The Bulls were just better.
They were faster. They played more together. They moved the ball. They pushed and poked. Goaded and baited. Frustrated and flustered.
Orlando had no answers. No solutions. No way to solve the complex problem that is the Chicago Bulls.
Nothing worked and what did work only worked long enough to leave Orlando scratching its head when the team could no longer get things working. Shots were not falling, the ball was not moving.
The Magic was not working. Even without Derrick Rose, the Bulls did a number on the Magic, showing that defense is a much more reliable identity than the 3-point shot. Orlando used to have a defensive identity. The team played pretty good defense most of the night. But most of the night is not enough against one of the best teams in the league. Not when they are still playing at the top of their even without their star player.
The NBA might have to change its Big commercial about the Bulls defense to footage from this game. The Magic failed to score more than 20 points in any quarter of the game and shot a measley 35.3 percent including 4 for 20 from beyond the arc. The Bulls could not pull away until the fourth quarter, but easily won 85-59 at Amway Center on Monday.
This game really was the difference between a team clicking on all cylinders and a team still trying to find the consistency to feel confident in its secondary options.
Dwight Howard had his way inside most of the game, but the ball movement ground to a halt as the Bulls were quicker on rotations and able to recover almost immediately on the Magic’s ball reversals. You need not look further than those shooting numbers or the nine total assists Orlando totaled on the 24 field goal makes.
There is no other way to describe it. This was an embarrassing offensive effort.
But for as bad as it was — and it was bad — Orlando’s defense kept the lead within reach most of the game. Dwight Howard was still exerting his will and changing shots at the basket.

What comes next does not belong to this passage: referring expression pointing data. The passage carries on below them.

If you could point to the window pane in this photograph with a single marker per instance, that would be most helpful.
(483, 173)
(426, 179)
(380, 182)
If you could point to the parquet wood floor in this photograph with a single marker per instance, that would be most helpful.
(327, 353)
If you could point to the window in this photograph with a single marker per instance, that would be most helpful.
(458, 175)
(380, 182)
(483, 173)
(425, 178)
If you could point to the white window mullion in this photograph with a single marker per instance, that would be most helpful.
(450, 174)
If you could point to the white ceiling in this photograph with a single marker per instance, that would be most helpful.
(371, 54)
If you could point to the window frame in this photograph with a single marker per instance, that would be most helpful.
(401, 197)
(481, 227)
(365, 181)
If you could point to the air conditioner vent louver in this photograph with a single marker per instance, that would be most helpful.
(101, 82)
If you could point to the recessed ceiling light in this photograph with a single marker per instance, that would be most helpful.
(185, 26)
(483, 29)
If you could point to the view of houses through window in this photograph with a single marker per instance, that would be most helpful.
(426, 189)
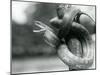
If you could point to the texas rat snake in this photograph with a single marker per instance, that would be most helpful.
(69, 31)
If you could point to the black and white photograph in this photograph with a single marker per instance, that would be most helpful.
(52, 37)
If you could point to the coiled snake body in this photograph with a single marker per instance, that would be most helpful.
(73, 42)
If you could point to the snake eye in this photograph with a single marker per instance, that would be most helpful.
(60, 12)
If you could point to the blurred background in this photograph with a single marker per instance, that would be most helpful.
(29, 51)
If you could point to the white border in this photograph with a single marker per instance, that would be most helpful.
(5, 37)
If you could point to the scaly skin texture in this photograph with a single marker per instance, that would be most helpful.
(74, 44)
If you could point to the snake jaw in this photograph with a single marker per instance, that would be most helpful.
(42, 26)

Carlos Boozer was the only consistent offensive option, taking it at Ryan Anderson aggressively with 24 points and 13 rebounds.
The defense on Boozer was the biggest complaint most of the night on that end. Orlando had rare lapses, but those lapses were enough with the team struggling to score so much.

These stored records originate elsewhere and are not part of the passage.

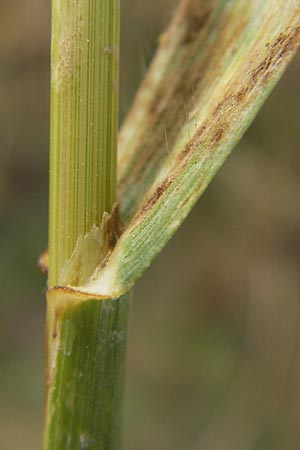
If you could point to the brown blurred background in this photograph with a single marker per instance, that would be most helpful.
(213, 359)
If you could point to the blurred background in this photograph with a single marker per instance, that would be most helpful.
(213, 359)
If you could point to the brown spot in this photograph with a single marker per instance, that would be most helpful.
(158, 193)
(284, 45)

What other time has Orlando lost when giving up 12 points in a quarter?
The Magic were stout and forced jump shots and challenged shots at the rim. They forced turnovers and had the opportunity to trim the Bulls’ 15-point halftime lead.
The only thing was that they did not. Orlando had another baffling game fighting turnovers, committing 19 for the game. When you put that on top of the poor ball movement and the inability to get shots consistently, it gave Orlando no chance.
As the problems compounded in the fourth quarter and the team continued to turn the ball over, Chicago finally broke through. One of those seemingly rare defensive lapses overall as the weight of so many missed shots finally broke the defense.
Chicago’s ball movement in the fourth quarter as the interior passes finally broke everything down and sent Orlando packing, hoping for a chance that would never come. The Bulls knew where they needed to go offensively and the ball whipped around quickly, ultimately blowing out the Magic as the Magic watched helplessly.
The number of long jumpers were just difficult to continue watching.
Orlando did have stretches of success offensively. Dwight Howard was a rock in the post, scoring 18 points on 8-for-12 shooting. Jameer Nelson had moments too where he was able to attack and get to the basket. This stretch occurred when Orlando cut the lead to single digits in the third quarter. But Chicago tightened the screws and pulled away.
Nelson had only nine points on 4-for-11 shooting and five turnovers to just one assist. Ryan Anderson was the only other player to reach double figures with 10 points, but he shot 4-for-13 to get there. This was a game to forget for everyone.
Chicago lost its first options offensively and continued to grind away without frustration. It would be tough to tell what their first and secondary options were — John Lucas broke the game open with a 9-0 run on his own to end the first quarter and give the Bulls a 10-point lead they seemingly never gave up.
Orlando could not find a secondary way to attack. Howard was the only option. No one else could seemingly come up in a big way.
The inconsistencies continue. Orlando learned another lesson on its way toward the postseason.